16:00:09 <cohosh> i'm cecylia
16:00:36 <agix> welcome!
16:00:47 <cohosh> we usually go through our regular meeting agenda first
16:00:54 <cohosh> and the reading group follows at the end of the meeting
16:00:55 <dmbb> Thank you all, it is good to be part of the resistance =)
16:01:30 <cohosh> 8)
16:01:43 <dmbb> Certainly, I'll wait for the proper time to contribute to the discussion
16:01:51 <cohosh> phw: i think the first announcement is yours?

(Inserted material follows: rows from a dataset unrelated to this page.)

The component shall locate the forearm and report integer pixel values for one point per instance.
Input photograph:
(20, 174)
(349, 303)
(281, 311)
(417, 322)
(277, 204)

16:02:29 <phw> yes, so rdsys and bridgestrap are now deployed and we have https://bridges.torproject.org/status?id=FINGERPRINT which allows bridge operators to look up the status of their bridge
16:02:48 <phw> we currently only test obfs2, obfs3, obfs4, and scramblesuit because rdsys doesn't yet have a parser for vanilla bridges
16:03:22 <agix> nice \(^-^)/
16:03:23 <phw> tor is going to log this url, so bridge operators can simply click on it to learn if their setup works
16:03:37 <dunqan> hey everyone, I'll be standing in for anto over the next few months :)
16:03:41 <dunqan> (don't mind me lurking)
16:03:59 <phw> (you can also provide a hashed fingerprint, so you can share the url with others)
16:04:08 <phw> hi dunqan and thanks for joining! o/
16:04:19 <dunqan> thanks for having me o/
16:04:42 <phw> that's it for bridge testing. i may as well do the announcement too
16:04:47 <cohosh> dunqan: welcome!
16:05:03 <phw> please take a look at our november 2020 report and change/add items as you see fit: https://pad.riseup.net/p/U4o0LNYPgm7SCxuF-1Sm
16:05:12 <phw> my plan is to publish it later today
16:06:21 <cohosh> will do
16:06:33 <cohosh> any other discussion announcements?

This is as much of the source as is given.